Adebayo, Oliver, Joanna Aldoori, William Allum, Noel Aruparayil, Abdul Badran, Jasmine Winter Beatty, Sanchita Bhatia, et al. Future of Surgery: Technology Enhanced Surgical Training: Report of the FOS:TEST Commission. The Royal College of Surgeons of England, August 2022. http://dx.doi.org/10.1308/fos2.2022.

Full text
Abstract:
Over the past 50 years the capability of technology to improve surgical care has been realised and while surgical trainees and trainers strive to deliver care and train; the technological ‘solutions’ market continues to expand. However, there remains no coordinated process to assess these technologies. The FOS:TEST Report aimed to (1) define the current, unmet needs in surgical training, (2) assess the current evidence-base of technologies that may be beneficial to training and map these onto both the patient and trainee pathway and (3) make recommendations on the development, assessment, and adoption of novel surgical technologies.

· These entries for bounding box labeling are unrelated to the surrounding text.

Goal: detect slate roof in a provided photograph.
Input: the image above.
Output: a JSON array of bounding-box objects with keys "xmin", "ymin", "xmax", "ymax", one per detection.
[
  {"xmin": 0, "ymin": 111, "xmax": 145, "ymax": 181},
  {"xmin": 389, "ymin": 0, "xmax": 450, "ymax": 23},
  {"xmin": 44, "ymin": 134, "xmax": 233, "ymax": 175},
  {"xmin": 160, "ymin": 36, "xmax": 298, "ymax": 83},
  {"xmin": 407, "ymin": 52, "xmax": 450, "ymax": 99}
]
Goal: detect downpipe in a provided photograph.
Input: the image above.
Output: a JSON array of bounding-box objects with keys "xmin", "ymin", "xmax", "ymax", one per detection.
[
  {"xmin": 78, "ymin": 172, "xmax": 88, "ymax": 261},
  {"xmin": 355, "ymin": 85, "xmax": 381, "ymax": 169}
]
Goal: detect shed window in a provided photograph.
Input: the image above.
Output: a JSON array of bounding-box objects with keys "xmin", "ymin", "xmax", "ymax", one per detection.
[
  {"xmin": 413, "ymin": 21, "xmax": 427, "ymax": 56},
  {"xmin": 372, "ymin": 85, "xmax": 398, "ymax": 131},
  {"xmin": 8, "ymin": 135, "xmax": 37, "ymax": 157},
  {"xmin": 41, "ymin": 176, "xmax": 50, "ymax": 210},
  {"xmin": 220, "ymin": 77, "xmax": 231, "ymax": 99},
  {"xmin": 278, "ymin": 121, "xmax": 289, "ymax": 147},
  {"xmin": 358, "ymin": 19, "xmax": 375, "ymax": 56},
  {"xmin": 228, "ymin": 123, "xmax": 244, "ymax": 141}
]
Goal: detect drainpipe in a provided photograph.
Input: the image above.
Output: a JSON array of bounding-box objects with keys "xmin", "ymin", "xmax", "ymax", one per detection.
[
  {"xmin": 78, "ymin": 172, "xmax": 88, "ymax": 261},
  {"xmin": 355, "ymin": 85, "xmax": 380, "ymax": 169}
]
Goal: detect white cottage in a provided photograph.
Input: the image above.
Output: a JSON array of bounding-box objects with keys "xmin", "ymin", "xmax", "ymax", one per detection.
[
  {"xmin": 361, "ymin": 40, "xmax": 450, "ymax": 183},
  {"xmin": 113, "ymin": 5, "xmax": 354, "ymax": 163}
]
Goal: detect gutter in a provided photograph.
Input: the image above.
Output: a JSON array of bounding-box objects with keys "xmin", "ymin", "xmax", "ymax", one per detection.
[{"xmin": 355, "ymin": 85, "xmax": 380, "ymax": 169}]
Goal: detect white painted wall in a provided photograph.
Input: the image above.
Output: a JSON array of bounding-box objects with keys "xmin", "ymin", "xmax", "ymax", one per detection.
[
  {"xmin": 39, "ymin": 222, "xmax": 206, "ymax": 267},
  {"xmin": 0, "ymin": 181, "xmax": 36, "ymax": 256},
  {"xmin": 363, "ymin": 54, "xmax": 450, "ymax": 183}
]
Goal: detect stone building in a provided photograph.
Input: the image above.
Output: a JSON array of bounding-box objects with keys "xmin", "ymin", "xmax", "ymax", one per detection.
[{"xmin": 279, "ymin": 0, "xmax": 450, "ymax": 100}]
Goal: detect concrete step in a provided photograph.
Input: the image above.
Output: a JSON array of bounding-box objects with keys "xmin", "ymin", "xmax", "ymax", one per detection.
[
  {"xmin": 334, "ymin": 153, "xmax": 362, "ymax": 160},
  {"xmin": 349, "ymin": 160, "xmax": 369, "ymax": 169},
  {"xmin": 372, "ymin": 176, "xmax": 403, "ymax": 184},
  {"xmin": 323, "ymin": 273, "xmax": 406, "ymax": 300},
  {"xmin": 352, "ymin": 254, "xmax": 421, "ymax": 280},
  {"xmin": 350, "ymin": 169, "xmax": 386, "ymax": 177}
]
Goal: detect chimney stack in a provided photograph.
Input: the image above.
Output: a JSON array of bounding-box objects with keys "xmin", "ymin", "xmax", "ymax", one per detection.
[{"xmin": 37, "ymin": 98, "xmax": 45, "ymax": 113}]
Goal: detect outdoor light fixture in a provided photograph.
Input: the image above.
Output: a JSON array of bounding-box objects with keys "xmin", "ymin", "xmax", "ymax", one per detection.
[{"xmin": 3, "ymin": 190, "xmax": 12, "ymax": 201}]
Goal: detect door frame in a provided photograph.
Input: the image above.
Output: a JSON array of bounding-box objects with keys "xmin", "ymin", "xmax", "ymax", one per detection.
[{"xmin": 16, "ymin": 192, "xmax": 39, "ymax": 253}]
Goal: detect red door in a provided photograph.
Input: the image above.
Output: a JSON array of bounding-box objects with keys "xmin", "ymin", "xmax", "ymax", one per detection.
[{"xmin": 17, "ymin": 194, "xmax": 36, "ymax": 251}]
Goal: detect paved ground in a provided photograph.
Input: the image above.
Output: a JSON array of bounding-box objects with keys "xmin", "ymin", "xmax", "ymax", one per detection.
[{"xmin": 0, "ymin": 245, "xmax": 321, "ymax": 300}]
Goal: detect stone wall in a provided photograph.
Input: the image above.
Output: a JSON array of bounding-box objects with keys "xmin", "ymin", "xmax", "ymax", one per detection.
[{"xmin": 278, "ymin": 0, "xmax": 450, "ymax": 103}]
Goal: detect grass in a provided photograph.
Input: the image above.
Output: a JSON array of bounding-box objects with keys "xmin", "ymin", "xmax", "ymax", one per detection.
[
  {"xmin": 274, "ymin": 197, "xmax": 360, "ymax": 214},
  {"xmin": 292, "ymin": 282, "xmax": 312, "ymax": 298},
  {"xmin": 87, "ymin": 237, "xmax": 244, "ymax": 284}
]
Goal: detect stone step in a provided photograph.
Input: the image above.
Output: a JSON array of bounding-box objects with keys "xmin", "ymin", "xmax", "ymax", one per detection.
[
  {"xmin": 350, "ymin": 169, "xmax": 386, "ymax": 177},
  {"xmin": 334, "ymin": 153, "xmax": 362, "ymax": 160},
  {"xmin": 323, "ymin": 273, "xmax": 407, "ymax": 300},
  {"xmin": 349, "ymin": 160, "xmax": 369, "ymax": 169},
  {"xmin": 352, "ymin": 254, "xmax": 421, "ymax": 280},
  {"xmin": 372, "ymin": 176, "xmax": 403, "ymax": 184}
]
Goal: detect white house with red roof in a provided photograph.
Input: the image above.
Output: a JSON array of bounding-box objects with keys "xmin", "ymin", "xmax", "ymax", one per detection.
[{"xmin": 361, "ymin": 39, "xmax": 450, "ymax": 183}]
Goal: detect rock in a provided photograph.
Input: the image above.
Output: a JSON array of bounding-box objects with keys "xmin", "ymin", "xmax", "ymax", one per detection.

The FOS:TEST Commission was formed by the Association of Surgeons in Training (ASiT), The Royal College of Surgeons of England (RCS England) Robotics and Digital Surgery Group and representatives from all trainee specialty associations. Two national datasets provided by Health Education England were used to identify unmet surgical training needs through qualitative analysis against pre-defined coding frameworks. These unmet needs were prioritised at two virtual consensus hackathons and mapped to the patient and trainee pathway and the capabilities in practice (CiPs) framework. The commission received more than 120 evidence submissions from surgeons in training, consultant surgeons and training leaders. Following peer review, 32 were selected that covered a range of innovations. Contributors also highlighted several important key considerations, including the changing pedagogy of surgical training, the ethics and challenges of big data and machine learning, sustainability, and health economics. This summates to 7 Key Recommendations and 51 concluding statements. The FOS:TEST Commission was borne out of what is a pivotal point in the digital transformation of surgical training. Academic expertise and collaboration will be required to evaluate efficacy of any novel training solution. However, this must be coupled with pragmatic assessments of feasibility and cost to ensure that any intervention is scalable for national implementation. Currently, there is no replacement for hands-on operating. However, for future UK and ROI surgeons to stay relevant in a global market, our training methods must adapt. The Future of Surgery: Technology Enhanced Surgical Training Report provides a blueprint for how this can be achieved.